Aşkar, “Genellikle, İCİ hapishanelerdeki seçim sürecine müdahale etmiyor, çünkü bunu Hamas tutsakları için bir iç mesele olarak görüyorlar. Bununla birlikte, İsrail sınıflandırmasına göre tehlikeli tutsakların seçimleri kazanma olasılığı yüksekse, İCİ kazanma şansı yüksek tutukluları seçimlerin sonuna kadar cezaevleri arasında transfer ederek süreci engellemeye çalışıyor.”dedi.
Hamas, cezaevlerindeki tüm mensuplarının istisnasız şekilde seçim sürecine dâhil olmasını istiyor. Bununla birlikte, cezaevinde hapis süreleri dolmak üzere olan mahpusların seçimlerde oy kullanmasına izin verilirken aday olmaları ise kabul edilmiyor.
Yüksek Liderlik Konseyi, Hamas’ın zindanlardaki işleri ile ilgilenirken Batı Şeria, Kudüs ve Gazze Şeridi’nden olanlarla İsrail vatandaşı Arap mahpusları temsil ediyor. Cezaevinde bulunan Hamas üyelerinin çoğu genç ve tehlikeli olarak sınıflandırılmış mahkûmlardan oluşuyor ve uzun süreli ağır cezalara çarptırılıyorlar. İsrail'in 2011 yılında Hamas ile Batı Şeria'da yaptığı esir takası anlaşmasında serbest bırakmayı reddettiği mahkûmlardan bir kısmını da bu kesim oluşturuyor.

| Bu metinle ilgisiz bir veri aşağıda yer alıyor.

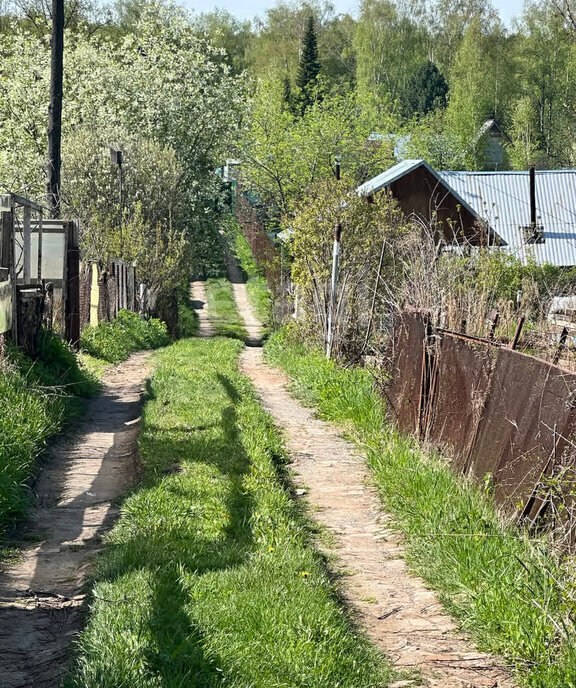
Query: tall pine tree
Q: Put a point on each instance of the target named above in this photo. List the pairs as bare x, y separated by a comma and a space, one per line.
309, 67
426, 90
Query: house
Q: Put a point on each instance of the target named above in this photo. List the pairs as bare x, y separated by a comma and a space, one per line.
530, 215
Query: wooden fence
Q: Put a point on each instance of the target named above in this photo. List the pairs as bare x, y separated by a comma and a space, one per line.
43, 281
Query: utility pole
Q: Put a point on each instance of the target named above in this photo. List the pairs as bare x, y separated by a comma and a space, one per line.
117, 158
334, 280
55, 108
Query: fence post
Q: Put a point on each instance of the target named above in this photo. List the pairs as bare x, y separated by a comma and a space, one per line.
72, 303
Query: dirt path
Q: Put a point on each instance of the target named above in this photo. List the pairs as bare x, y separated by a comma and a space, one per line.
198, 303
41, 596
399, 613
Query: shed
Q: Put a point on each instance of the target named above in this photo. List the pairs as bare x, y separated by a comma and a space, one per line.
500, 200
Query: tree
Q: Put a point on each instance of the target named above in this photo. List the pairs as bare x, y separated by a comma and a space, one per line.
308, 68
426, 90
287, 97
389, 47
481, 86
284, 156
226, 32
544, 121
54, 163
368, 270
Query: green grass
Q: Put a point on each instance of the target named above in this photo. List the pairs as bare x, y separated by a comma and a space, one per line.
224, 315
36, 397
507, 589
208, 578
258, 292
114, 341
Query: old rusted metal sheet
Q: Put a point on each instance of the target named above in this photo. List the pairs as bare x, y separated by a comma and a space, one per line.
463, 381
527, 420
497, 411
403, 390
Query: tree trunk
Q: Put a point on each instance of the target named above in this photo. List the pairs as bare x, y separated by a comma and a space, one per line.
55, 108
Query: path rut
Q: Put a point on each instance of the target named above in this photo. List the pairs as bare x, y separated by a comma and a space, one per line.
42, 596
400, 614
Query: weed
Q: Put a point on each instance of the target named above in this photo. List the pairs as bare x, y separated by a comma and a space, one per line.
36, 396
208, 578
116, 340
224, 314
507, 589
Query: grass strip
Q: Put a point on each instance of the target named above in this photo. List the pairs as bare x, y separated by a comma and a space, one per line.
506, 588
256, 285
36, 397
222, 309
208, 579
114, 341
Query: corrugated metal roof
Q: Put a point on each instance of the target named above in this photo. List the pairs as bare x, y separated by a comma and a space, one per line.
391, 175
503, 200
401, 169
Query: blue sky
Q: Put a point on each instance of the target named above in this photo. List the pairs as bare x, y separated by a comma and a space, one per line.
250, 8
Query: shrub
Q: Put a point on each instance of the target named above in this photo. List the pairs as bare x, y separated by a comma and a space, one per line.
114, 341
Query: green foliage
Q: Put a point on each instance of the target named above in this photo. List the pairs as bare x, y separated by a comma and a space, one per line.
208, 577
370, 238
309, 68
481, 87
224, 315
390, 44
256, 285
506, 587
285, 156
116, 340
426, 90
36, 397
156, 90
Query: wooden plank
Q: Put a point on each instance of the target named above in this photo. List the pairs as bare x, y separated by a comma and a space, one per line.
27, 250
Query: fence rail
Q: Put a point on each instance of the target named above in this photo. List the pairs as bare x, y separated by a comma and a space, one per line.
43, 281
496, 412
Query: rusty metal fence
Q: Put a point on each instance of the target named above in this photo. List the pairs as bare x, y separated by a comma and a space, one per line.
498, 414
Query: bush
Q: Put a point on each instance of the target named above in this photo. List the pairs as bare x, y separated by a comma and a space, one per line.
116, 340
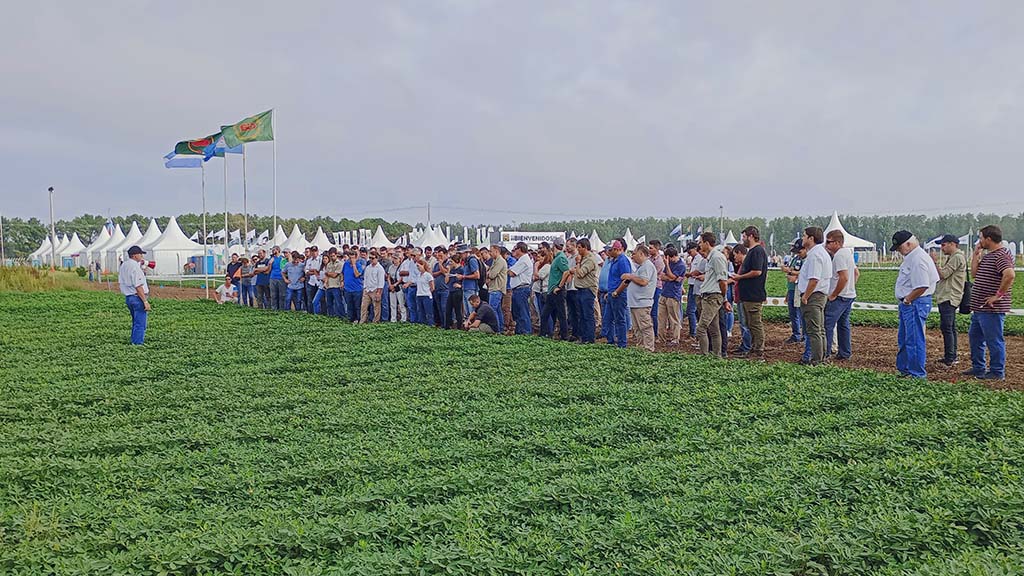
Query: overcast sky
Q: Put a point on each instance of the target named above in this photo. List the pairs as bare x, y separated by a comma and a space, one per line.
513, 111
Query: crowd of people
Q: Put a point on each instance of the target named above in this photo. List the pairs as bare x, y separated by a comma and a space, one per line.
582, 292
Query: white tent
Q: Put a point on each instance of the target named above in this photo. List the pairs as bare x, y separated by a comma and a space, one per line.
44, 246
296, 241
114, 254
849, 240
172, 250
101, 238
321, 241
380, 240
152, 235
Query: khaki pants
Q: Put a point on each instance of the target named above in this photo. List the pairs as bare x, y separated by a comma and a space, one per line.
368, 298
708, 331
643, 327
756, 324
668, 319
814, 318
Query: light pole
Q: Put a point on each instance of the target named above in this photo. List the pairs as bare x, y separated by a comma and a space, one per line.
53, 235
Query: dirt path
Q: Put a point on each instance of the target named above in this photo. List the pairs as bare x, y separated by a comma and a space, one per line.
873, 348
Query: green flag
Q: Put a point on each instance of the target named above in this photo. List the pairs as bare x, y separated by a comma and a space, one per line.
196, 147
252, 129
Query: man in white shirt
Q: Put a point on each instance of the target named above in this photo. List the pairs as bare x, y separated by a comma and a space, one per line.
520, 277
914, 286
135, 289
640, 296
814, 284
844, 292
373, 289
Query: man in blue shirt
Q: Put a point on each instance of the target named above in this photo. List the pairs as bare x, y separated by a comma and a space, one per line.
352, 271
617, 307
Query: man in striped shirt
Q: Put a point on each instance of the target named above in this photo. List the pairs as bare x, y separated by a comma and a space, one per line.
992, 266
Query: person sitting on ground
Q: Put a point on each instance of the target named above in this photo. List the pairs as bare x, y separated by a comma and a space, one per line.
226, 292
483, 319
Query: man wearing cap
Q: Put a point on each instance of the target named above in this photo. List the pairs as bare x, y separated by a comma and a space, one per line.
520, 277
992, 265
814, 284
949, 292
132, 282
914, 286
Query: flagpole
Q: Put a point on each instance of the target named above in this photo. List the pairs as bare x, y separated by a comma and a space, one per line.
245, 204
226, 235
273, 128
206, 283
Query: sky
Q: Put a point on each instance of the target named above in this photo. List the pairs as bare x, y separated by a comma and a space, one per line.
498, 112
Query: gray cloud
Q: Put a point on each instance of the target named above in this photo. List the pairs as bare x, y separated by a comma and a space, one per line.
586, 108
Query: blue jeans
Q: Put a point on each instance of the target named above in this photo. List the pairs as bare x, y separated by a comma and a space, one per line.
520, 310
619, 310
986, 332
796, 318
425, 310
495, 299
138, 316
317, 298
838, 318
912, 350
588, 324
334, 301
744, 334
653, 309
353, 300
691, 311
296, 296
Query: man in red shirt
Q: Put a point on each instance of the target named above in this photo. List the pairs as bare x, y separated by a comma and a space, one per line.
992, 266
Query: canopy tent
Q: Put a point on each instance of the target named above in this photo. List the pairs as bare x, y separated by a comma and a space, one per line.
849, 240
296, 241
321, 241
117, 253
152, 235
102, 237
44, 246
172, 249
380, 240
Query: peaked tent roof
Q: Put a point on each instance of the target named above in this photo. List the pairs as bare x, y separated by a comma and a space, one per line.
380, 240
174, 239
296, 241
321, 240
849, 240
74, 246
152, 235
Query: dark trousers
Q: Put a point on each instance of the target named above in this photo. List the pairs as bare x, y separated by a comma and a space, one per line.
353, 303
572, 312
455, 312
588, 324
947, 325
554, 309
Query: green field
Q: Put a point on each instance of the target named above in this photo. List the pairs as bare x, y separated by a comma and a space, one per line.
243, 442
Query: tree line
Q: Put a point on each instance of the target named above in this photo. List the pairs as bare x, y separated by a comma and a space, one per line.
24, 236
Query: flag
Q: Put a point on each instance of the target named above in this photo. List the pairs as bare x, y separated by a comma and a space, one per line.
176, 162
252, 129
195, 148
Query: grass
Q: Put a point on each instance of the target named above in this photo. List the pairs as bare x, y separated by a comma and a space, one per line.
244, 442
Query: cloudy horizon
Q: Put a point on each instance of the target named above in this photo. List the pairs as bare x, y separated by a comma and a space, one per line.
503, 112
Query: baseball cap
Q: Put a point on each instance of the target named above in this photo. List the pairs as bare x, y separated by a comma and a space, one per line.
899, 238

Seçilen üyelerin çoğu, Hamas’ın askerî kanadı olarak bilinen İzzeddin Kassam Tugayları ile ilişkili olmaktan ömür boyu ceza almış mahkûmlardan oluşuyor.
İsrail zindanlarında 14 yıl hapis yatmış ve 2011'de Gazze'ye sınır dışı edilmiş olan Kudüslü Muhammed Hamada, cezaevlerinde ayrıca lokal seçimlerin de yapıldığını, mahpusların bu seçimlerde bir çeşit müdür, müdür yardımcısı ve komite üyeleri seçtiklerini, bunların ise tutsakların güvenlik, mali, kültür ve sosyal meselelerini ele aldıklarını söyledi. Hamada ayrıca, bu seçilen kişilerin görev süresinin de altı ay olduğunu ifade etti.